Funding for America’s diverse maritime heritage community is best addressed at the national level. After a concerted effort by the heritage community, a competitive public grant program was established with the passage by Congress of the National Maritime Heritage Act in 1994. It has generated more than $7 million for maritime heritage grants. But the Act was amended and the funds diverted. This began a six-year effort to change the law and restore the program and funding-a fight that the maritime heritage community has just won.

Presented by

Tim Runyan
Tim Runyan

Dr. Timothy J. Runyan is Professor and Faculty Fellow in the Honors College at East Carolina University, Greenville, NC. For nine years, he was director of the graduate program in maritime history and underwater archaeology. From 2007-10 he served as Acting Manager of the Maritime Heritage Program, Office of National Marine Sanctuaries, National Oceanic and Atmospheric Administration (NOAA). Runyan received his PhD from the University of Maryland; a fellowship supported two years of research in London. His academic career includes appointments at Cleveland State University, Oberlin College, and East Carolina University. Publications include books, articles and research reports. He served as editor of the scholarly journal American Neptune, published at the Peabody Essex Museum in Salem, Mass. Runyan is chair of the editorial advisory board of Sea History, published by the National Maritime Historical Society.

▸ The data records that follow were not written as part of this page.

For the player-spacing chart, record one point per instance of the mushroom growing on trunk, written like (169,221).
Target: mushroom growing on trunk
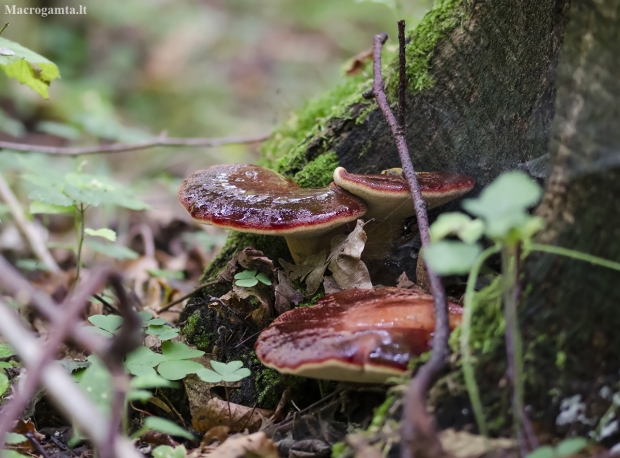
(389,201)
(357,335)
(249,198)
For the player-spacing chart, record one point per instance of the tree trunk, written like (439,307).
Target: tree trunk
(482,95)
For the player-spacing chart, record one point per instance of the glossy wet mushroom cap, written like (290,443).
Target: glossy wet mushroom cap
(388,195)
(358,335)
(249,198)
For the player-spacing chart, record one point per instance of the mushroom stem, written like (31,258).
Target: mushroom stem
(303,247)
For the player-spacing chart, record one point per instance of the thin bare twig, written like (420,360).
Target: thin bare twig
(62,389)
(187,296)
(26,228)
(70,313)
(161,140)
(418,429)
(25,293)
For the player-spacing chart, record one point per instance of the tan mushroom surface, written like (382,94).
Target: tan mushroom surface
(358,335)
(249,198)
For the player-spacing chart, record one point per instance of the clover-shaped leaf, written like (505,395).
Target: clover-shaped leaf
(449,257)
(224,372)
(106,325)
(249,278)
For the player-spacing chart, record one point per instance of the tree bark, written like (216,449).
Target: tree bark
(487,105)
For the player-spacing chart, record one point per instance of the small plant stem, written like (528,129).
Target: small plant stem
(79,228)
(468,311)
(572,254)
(514,349)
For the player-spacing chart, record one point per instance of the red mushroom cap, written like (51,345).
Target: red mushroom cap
(389,195)
(358,335)
(249,198)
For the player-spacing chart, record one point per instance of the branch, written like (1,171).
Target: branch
(162,140)
(417,429)
(26,228)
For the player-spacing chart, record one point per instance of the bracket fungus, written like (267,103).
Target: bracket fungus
(357,335)
(389,201)
(249,198)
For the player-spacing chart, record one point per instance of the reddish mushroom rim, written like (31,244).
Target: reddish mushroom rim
(359,330)
(430,182)
(250,198)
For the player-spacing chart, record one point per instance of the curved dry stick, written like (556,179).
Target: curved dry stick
(71,313)
(417,429)
(162,140)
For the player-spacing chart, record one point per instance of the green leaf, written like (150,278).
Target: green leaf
(50,196)
(542,452)
(209,376)
(27,67)
(6,351)
(263,279)
(150,380)
(177,370)
(247,283)
(174,351)
(570,446)
(145,316)
(166,426)
(245,274)
(31,265)
(4,382)
(142,357)
(230,372)
(165,451)
(448,257)
(48,209)
(97,383)
(139,395)
(511,192)
(156,322)
(96,330)
(108,323)
(163,273)
(107,234)
(14,438)
(111,250)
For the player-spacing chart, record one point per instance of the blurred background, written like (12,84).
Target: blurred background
(133,68)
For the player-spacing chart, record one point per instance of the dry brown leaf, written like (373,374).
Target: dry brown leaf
(346,265)
(330,285)
(286,294)
(252,446)
(218,412)
(462,444)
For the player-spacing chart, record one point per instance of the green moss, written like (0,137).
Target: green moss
(196,334)
(285,151)
(319,172)
(444,17)
(272,246)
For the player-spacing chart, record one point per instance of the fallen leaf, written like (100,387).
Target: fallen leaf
(253,445)
(346,265)
(218,412)
(330,285)
(462,444)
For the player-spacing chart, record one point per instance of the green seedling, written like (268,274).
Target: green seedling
(249,278)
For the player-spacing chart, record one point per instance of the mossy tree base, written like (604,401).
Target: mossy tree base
(481,100)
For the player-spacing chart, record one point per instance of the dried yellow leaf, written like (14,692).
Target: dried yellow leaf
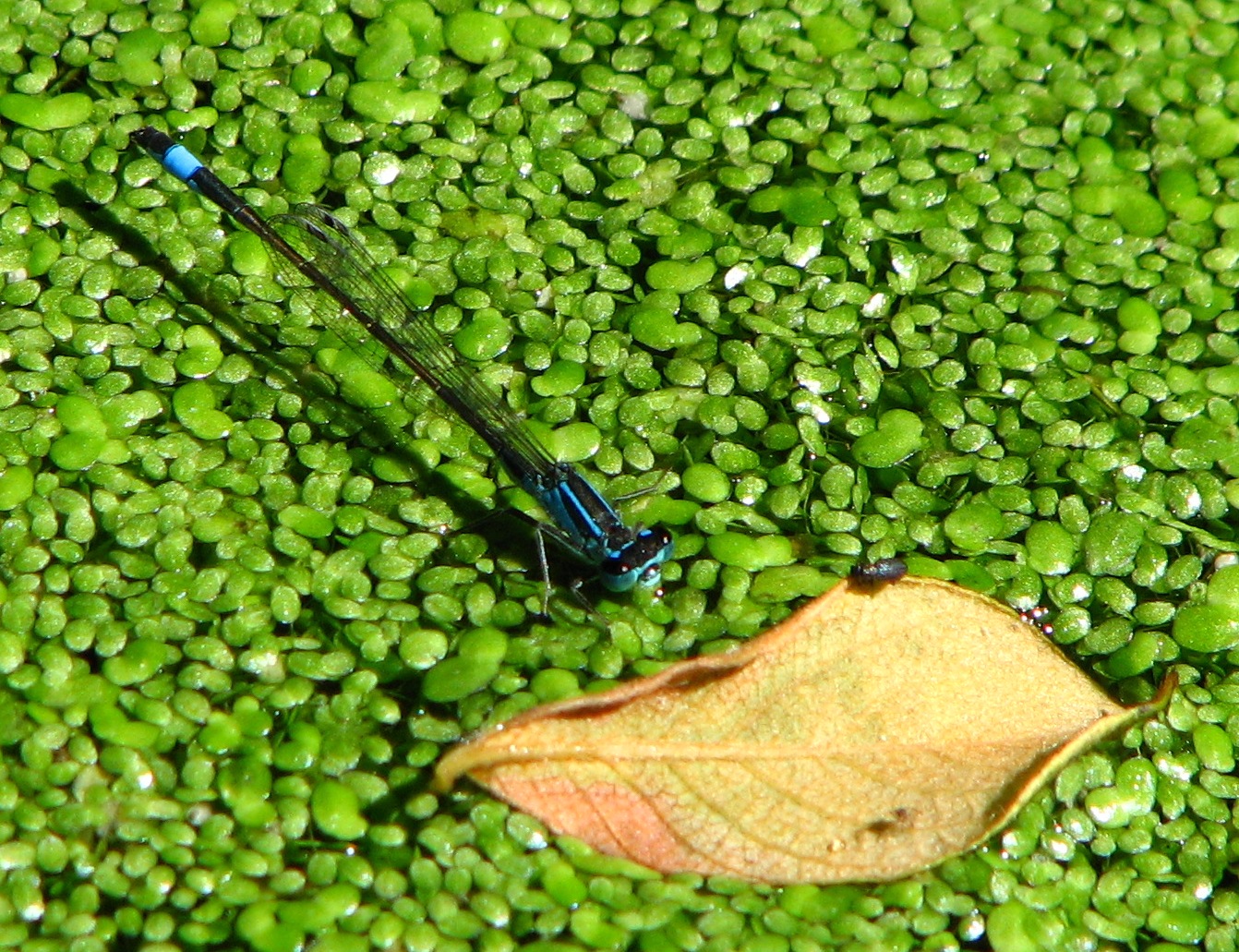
(877,731)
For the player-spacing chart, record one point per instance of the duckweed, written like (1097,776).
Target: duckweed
(837,284)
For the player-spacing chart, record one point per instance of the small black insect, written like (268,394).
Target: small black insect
(877,572)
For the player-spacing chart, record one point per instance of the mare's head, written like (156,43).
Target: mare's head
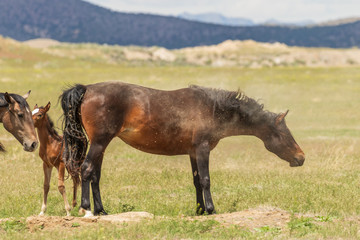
(278,139)
(18,121)
(39,114)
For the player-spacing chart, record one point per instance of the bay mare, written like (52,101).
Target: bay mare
(187,121)
(15,115)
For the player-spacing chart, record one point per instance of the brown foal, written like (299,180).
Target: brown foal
(51,148)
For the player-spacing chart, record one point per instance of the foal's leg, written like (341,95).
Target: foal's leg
(200,207)
(61,187)
(202,158)
(90,171)
(75,186)
(47,176)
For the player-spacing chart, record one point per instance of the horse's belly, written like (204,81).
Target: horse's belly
(153,143)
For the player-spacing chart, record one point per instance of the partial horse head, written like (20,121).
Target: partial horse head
(18,121)
(39,113)
(278,139)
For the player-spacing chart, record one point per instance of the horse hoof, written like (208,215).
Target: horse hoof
(101,213)
(86,213)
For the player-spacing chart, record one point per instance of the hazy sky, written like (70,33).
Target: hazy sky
(256,10)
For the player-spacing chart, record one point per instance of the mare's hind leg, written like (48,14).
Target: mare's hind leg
(47,176)
(91,171)
(61,187)
(200,207)
(202,159)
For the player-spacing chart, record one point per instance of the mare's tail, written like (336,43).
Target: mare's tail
(75,142)
(2,148)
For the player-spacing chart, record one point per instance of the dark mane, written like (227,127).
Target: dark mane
(19,99)
(230,102)
(51,129)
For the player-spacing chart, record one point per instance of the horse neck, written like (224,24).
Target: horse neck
(236,126)
(44,132)
(3,110)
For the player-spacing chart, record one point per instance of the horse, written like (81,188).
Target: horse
(51,149)
(15,115)
(189,121)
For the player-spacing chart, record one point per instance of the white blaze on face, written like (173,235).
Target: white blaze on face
(35,111)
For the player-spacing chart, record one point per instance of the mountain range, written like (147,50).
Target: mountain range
(217,18)
(79,21)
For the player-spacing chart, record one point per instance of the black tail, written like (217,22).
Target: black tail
(2,148)
(75,141)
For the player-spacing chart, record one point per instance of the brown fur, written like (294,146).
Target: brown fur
(185,121)
(51,149)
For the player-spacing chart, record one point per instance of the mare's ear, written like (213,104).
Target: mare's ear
(281,117)
(47,107)
(27,95)
(9,99)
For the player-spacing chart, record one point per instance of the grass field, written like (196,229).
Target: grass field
(322,196)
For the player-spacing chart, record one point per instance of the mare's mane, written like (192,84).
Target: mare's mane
(51,129)
(227,103)
(19,99)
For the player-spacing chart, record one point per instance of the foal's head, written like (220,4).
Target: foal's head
(39,114)
(18,121)
(279,140)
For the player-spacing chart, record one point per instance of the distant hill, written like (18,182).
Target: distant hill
(217,18)
(79,21)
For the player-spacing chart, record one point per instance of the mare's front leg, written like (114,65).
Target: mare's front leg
(202,158)
(61,187)
(47,176)
(91,171)
(200,206)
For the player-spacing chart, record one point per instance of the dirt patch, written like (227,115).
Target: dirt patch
(254,218)
(251,219)
(55,222)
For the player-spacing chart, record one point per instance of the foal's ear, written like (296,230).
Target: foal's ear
(47,107)
(281,117)
(27,95)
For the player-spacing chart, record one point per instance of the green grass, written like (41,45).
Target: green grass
(324,118)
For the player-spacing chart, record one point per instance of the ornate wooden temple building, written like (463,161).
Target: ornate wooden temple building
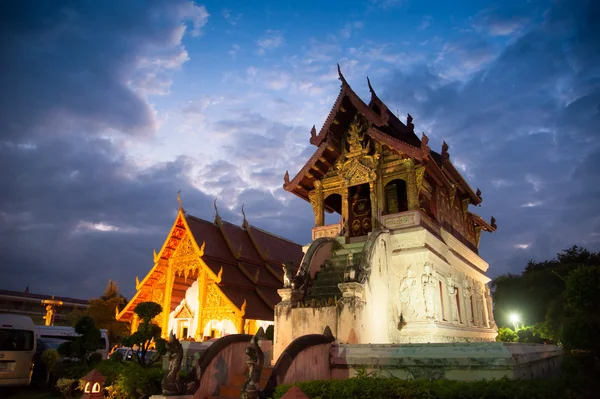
(214,278)
(404,256)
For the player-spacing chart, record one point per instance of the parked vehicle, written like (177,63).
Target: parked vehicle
(128,354)
(58,333)
(17,349)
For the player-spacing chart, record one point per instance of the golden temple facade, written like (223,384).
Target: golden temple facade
(369,164)
(213,278)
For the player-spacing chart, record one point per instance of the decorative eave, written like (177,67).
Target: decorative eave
(396,144)
(168,249)
(448,167)
(361,106)
(478,220)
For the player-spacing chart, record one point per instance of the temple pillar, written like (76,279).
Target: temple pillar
(345,212)
(412,191)
(374,205)
(320,206)
(316,200)
(167,300)
(202,280)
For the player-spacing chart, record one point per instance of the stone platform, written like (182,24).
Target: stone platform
(457,361)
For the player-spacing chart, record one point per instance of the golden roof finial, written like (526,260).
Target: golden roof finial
(245,222)
(179,200)
(217,217)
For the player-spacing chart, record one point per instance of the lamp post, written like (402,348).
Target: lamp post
(514,318)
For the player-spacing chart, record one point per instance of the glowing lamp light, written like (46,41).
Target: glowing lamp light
(514,318)
(93,385)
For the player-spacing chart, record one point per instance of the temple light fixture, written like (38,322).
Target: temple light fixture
(514,318)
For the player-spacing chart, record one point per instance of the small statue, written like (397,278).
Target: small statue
(49,315)
(429,293)
(251,387)
(170,383)
(288,278)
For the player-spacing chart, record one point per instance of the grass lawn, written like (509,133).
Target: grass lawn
(30,394)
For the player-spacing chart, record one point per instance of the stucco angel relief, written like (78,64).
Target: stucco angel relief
(411,295)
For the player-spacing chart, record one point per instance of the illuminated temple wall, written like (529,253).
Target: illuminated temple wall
(371,312)
(221,327)
(451,303)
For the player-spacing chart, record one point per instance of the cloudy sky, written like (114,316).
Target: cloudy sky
(108,108)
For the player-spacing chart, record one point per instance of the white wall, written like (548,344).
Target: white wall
(191,299)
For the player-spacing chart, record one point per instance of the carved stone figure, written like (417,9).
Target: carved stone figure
(170,383)
(429,293)
(49,315)
(478,305)
(467,293)
(288,278)
(453,305)
(409,294)
(256,358)
(488,302)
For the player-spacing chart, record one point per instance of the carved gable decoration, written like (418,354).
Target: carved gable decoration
(356,173)
(186,247)
(184,312)
(214,297)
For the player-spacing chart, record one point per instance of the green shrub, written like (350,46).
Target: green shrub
(376,388)
(134,381)
(50,358)
(506,335)
(270,332)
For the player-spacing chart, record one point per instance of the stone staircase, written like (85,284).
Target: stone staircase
(234,386)
(325,284)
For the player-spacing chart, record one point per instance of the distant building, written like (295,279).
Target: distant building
(214,278)
(30,304)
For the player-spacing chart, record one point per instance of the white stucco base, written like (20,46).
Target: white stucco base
(424,286)
(467,362)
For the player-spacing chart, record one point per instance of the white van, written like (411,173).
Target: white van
(17,348)
(59,334)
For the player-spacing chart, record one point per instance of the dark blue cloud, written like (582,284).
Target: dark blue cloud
(526,127)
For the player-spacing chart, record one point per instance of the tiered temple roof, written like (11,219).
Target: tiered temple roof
(245,261)
(385,128)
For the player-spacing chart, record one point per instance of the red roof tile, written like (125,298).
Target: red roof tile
(256,308)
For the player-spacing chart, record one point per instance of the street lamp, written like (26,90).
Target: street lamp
(514,318)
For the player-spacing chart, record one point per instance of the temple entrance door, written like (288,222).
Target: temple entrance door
(359,218)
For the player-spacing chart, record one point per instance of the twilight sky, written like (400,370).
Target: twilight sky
(108,108)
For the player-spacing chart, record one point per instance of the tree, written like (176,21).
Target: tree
(103,310)
(147,334)
(86,344)
(536,294)
(582,315)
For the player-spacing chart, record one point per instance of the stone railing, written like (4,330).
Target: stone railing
(330,230)
(407,219)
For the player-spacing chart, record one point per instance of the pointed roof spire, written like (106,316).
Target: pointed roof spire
(313,135)
(424,142)
(341,76)
(245,222)
(371,87)
(286,177)
(217,217)
(445,153)
(179,200)
(409,123)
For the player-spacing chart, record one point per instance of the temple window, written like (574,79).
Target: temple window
(396,199)
(334,201)
(359,205)
(472,311)
(442,300)
(456,295)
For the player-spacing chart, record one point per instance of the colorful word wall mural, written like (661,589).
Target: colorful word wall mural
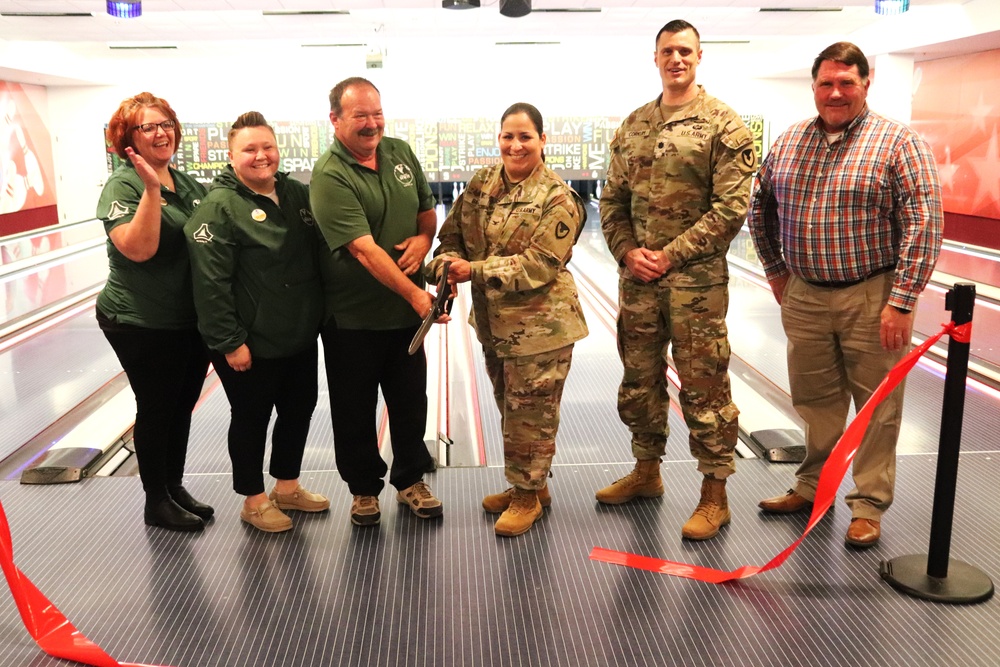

Runyan is a founder and trustee emeritus of the Great Lakes Science Center in Cleveland, Ohio. He led the effort to preserve the 1925-built, 618-foot Steamship William G. Mather, as a museum ship on the Cleveland lakefront. He is past president of the Great Lakes Historical Society which operates the National Museum of the Great Lakes in Toledo. He is chair of the National Maritime Alliance, a leading advocate for maritime heritage that has secured millions of dollars for a public grants program. The Alliance also organizes the triennial national Maritime Heritage Conferences. A scuba diver, Runyan has participated in several underwater archaeology projects. He was a principal investigator in the survey and identification of the Russian-American Company barque Kad’yakthat sank in 1860 off Kodiak, Alaska. It is the oldest shipwreck found in Alaska, and the only Russian-American Company ship discovered. He was recently presented the K. Jack Bauer Award by the North American Society for Oceanic History.